Malerei des Expressiven Realismus
Eine Bildkunst, die auf dem mannigfaltigen Formenvokabular der Klassischen Moderne aufbaut, Farbe und
Pinselduktus als wesentliches Ausdrucksmittel einsetzt und den Gegenstand als Zeugen der künstlerischen
Inspiration beibehält – das ist Expressiver Realismus. Im Gegensatz zum Expressionismus haben nun die
Maler das Bemühen um „Stil“, ja um Zugehörigkeit zu einer Gruppe mit ausgeprägtem stilistischem
Eigencharakter aufgegeben zugunsten einer individuellen künstlerischen Aussage. So tritt anstelle
avantgardistischen Stilwillens und der daraus folgenden Überformung der Erscheinungswelt eine größere
Aufmerksamkeit den Dingen gegenüber, ein neuer Realismus. Doch geht die Wertschätzung des
Gegenstandes nicht so weit, dass hinter ihm der Maler verschwindet und sich weder durch Kolorit noch
durch Handschrift zu erkennen gibt wie in der gleichzeitig aufblühenden Neuen Sachlichkeit. Expressiver
Realismus ist ein mittlerer Weg zwischen den beiden Extremen. Er beruht auf einer Überzeugung, wie sie
etwa Max Liebermann anlässlich der großen Wilhelm Leibl-Ausstellung von 1929 in Berlin formuliert hatte:
„Das Neue in der Kunst ist die neue Persönlichkeit des Künstlers, der hinter dem Bilde steht. Wohl kann man
Originelles erfinden, aber das Originale wird mit uns geboren!“[1] Weil die damals jungen Maler, von einer
derartigen Einstellung beflügelt, ihr Werk schufen – wobei viele zunächst an damals moderne Stile
anschlossen, beim Kubismus oder der Neuen Sachlichkeit – , galten sie in der Kunstgeschichte lange Zeit als
„Einzelgänger“. Nun aber, aus der zeitlichen Distanz, tritt bei aller Individualität der Handschriften, die eine
Subsummierung unter einem Ismus problematisch machte, die gemeinsame Haltung dieser realistischen
Maler des vergangenen Jahrhunderts immer deutlicher hervor – nicht im stilistischen Detail, aber in der
malerischen Grundhaltung gegenüber der Erscheinungswelt und in einer ähnlichen Auffassung vom Wesen
der Bildkunst.
Diese Maler aber gerieten in die politischen Turbulenzen des 20. Jahrhunderts, sie mussten nicht nur unter
der nationalsozialistischen Diktatur, sondern weiterhin nach 1950 im Abseits der öffentlichen Wahrnehmung
ihr Werk schaffen: Im Westen aufgrund der Bevorzugung der ungegenständlichen Malerei, im Osten wegen
des staatlich geforderten Sozialistischen Realismus.
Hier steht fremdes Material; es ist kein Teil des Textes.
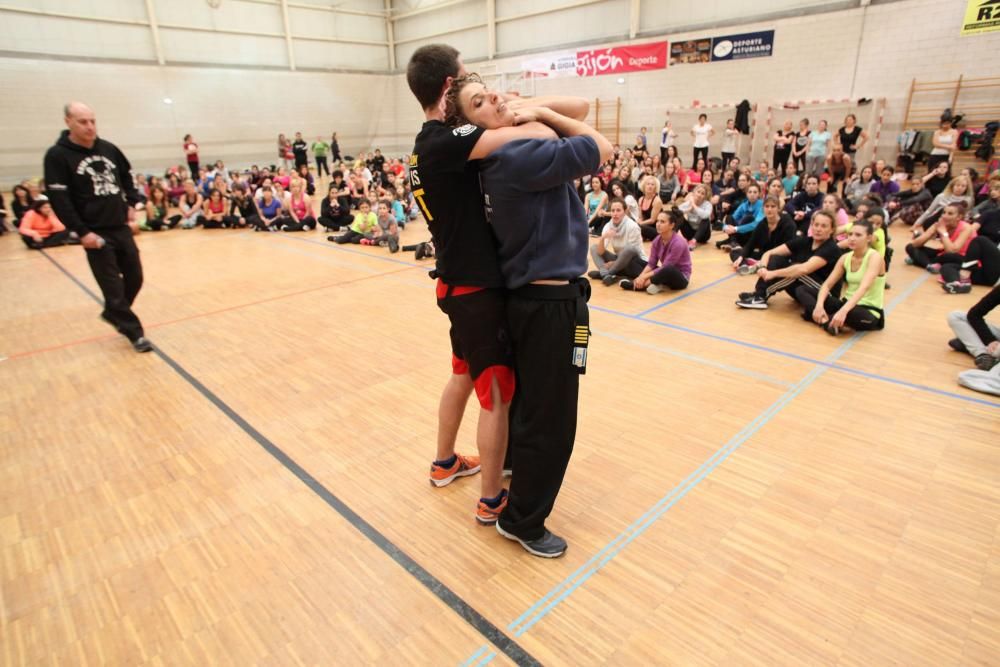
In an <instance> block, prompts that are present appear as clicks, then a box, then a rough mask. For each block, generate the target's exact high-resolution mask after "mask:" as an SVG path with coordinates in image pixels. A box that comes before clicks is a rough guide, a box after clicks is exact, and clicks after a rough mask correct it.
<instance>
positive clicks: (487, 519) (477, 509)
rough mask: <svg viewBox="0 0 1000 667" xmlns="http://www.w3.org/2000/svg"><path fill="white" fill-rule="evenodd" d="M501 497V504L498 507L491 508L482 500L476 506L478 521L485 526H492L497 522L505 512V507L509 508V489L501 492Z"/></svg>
mask: <svg viewBox="0 0 1000 667" xmlns="http://www.w3.org/2000/svg"><path fill="white" fill-rule="evenodd" d="M500 495H501V498H500V504H499V505H497V506H496V507H490V506H489V505H487V504H486V503H484V502H483V501H482V499H481V498H480V500H479V503H478V504H477V505H476V521H478V522H479V523H480V524H482V525H484V526H492V525H493V524H495V523H496V522H497V518H499V516H500V512H502V511H503V508H504V507H507V489H504V490H503V491H501V492H500Z"/></svg>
Eine Korrektur der bislang lückenhaften Sichtweise auf
das bildnerische Schaffen des 20. Jahrhunderts ist deswegen nötig.
Dr. Ingrid von der Dollen
Vorsitzende des Förderkreises Expressiver Realismus e.V. München
[1] Max Liebermann, Vision der Wirklichkeit, hrsg. von Günter Busch, Frankfurt 1993, S. 174.